Baca Juga: Apakah Boleh Menjual Daging Kurban Menurut Islam
Kesimpulan: Mengukuhkan Pemahaman tentang Apa Hukumnya Memakan Daging Kurban Sendiri
Jadi, Jamaah sekalian, sekarang sudah lebih jelas ya. Ketika kita membahas apa hukumnya memakan daging kurban sendiri?, jawabannya sangat tergantung pada jenis kurbannya. Untuk kurban sunnah, silakan dinikmati sebagian dengan tetap mengutamakan hak fakir miskin dan hadiah untuk kerabat. Namun, untuk kurban wajib karena nazar, maka seluruhnya harus disedekahkan.

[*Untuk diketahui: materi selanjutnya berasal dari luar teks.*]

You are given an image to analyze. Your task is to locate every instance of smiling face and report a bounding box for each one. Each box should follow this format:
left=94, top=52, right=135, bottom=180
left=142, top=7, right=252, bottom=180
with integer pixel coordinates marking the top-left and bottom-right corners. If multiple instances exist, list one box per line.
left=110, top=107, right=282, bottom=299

Semoga Allah SWT senantiasa memberikan kita pemahaman yang benar dalam beragama, memudahkan kita dalam menjalankan setiap syariat-Nya, dan menerima segala amal ibadah kita, termasuk ibadah kurban yang akan kita laksanakan nanti. Jangan sampai niat baik kita untuk berkurban ternodai oleh ketidaktahuan mengenai hukum-hukum yang berkaitan dengannya. Pemahaman yang benar tentang apa hukumnya memakan daging kurban sendiri adalah salah satu kuncinya.
Wallahu a'lam bishawab. Mohon maaf jika ada kata yang kurang berkenan. Semoga artikel sederhana ini bermanfaat bagi kita semua.
Wassalamualaikum Warahmatullahi Wabarakatuh.